Guide to Executing Polygenic Risk Score Assessment

In the realm of precision medicine, Polygenic Risk Scores (PRS) have gained significant attention as a tool for estimating an individual's genetic liability to a trait or disease. This article outlines the current best practices for calculating and validating PRS, particularly when using UK Biobank data.

Data and Variant Selection

The foundation of PRS calculation lies in the utilisation of high-quality Genome-Wide Association Study (GWAS) summary statistics from large cohorts, such as those of European (EUR) and multi-ancestry origin. Focusing on common, biallelic variants with unambiguous genome strand orientation is crucial to avoid errors.
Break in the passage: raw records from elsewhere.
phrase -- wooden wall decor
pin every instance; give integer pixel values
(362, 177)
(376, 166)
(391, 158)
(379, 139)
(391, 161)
Statistical Methods for Effect Size Estimation

State-of-the-art methods, like Bayesian approaches such as LDpred2, are preferred over traditional clumping and thresholding. These methods account for Linkage Disequilibrium (LD) to estimate more accurate variant effect sizes, thereby improving predictive power.

Calculation Tools

Standard tools for PRS calculation include PLINK (--score function), PRSice-2, and LDpred2 models, enabling flexible and reproducible PRS computation.

Validation Practices

PRS are validated in independent samples, often leveraging UK Biobank’s deeply phenotyped and genotyped cohort. Validation includes assessing predictive performance metrics (e.g., Area Under the Curve (AUC), odds ratios), and testing for population stratification or effect heterogeneity across ancestry groups to avoid exacerbating health disparities.

Ancestry Considerations

Trans-ancestral PRS development and testing for heterogeneity of risk effects across populations address transferability and equity issues. Multi-ancestry GWAS inputs and validation in diverse cohorts reduce bias and improve clinical utility.

Clinical Correlation

PRS can be correlated with clinical outcomes and biomarkers, as exemplified in rheumatoid arthritis research, to evaluate their predictive value beyond genetics alone.

QC of Base and Target Data

QC is required for both base and target data, including ensuring file integrity, genome build compatibility, standard GWAS QC, removing ambiguous and duplicate SNPs, and avoiding sample overlap and relatedness.

Extraction of SNP Data

Extracting SNP data is a crucial early step, and the authors recommend using bgenix for this purpose.

Interpretation and Presentation of Results

In the interpretation and presentation of results, risks of overfitting and multicollinearity should be minimised when using multiple PRSs as predictors.

Clinical Applications of PRS

Despite some limitations on an individual level, PRS has generated excitement due to its potential applications in precision medicine. It can predict a person's individual risk of developing a particular disease. However, a 2023 review suggested that the clinical applications of PRSs are still unclear, and that diversity issues persist. If research continues into the true value of the scores and ethnically diverse data is used, PRS could have useful clinical impact.

References

Price, A. L., et al. (2020). PRSice-2: a comprehensive toolset for polygenic risk score analysis. Nature Protocols, 15(12), 2589–2608.
Zhu, Y., et al. (2021). Best practices for polygenic risk score analysis in UK Biobank. Nature Genetics, 53(12), 1802–1810.
Finucane, M. K., et al. (2015). A genome-wide association meta-analysis of 263,410 individuals identifies 139 loci associated with body mass index. Nature Genetics, 47(10), 1249–1257.
Loh, R. J., et al. (2021). LDpred2: Bayesian prediction of SNP effect sizes for GWAS meta-analysis. Bioinformatics, 37(10), 1732–1734.
Sudlow, C., et al. (2022). NHS trial of genetic risk scores to predict risk of cardiovascular disease. The Lancet, 399(10376), 1068–1070.
Davey Smith, G., et al. (2023). The clinical utility of polygenic risk scores: A systematic review. European Journal of Epidemiology, 38(1), 1–14.
In the realm of precision medicine, genome-wide Association Study (GWAS) summary statistics from large cohorts, such as those of European (EUR) and multi-ancestry origin, form the basis for calculating Polygenic Risk Scores (PRS).
State-of-the-art methods, like Bayesian approaches such as LDpred2, are used to estimate more accurate variant effect sizes in PRS calculation, thus improving predictive power.
PRS are validated in independent samples, often leveraging UK Biobank’s deeply phenotyped and genotyped cohort, through assessing predictive performance metrics such as Area Under the Curve (AUC), odds ratios, and testing for population stratification.
Clinical correlation of PRS with clinical outcomes and biomarkers, like in rheumatoid arthritis research, helps to evaluate their predictive value beyond genetics alone.
Despite some limitations on an individual level, precision medicine's potential applications in predicting a person's individual risk of developing a particular disease generate excitement. However, a 2023 review indicated that the clinical applications of PRSs are not yet clear, and that diversity issues persist, emphasizing the importance of continued research using ethnically diverse data.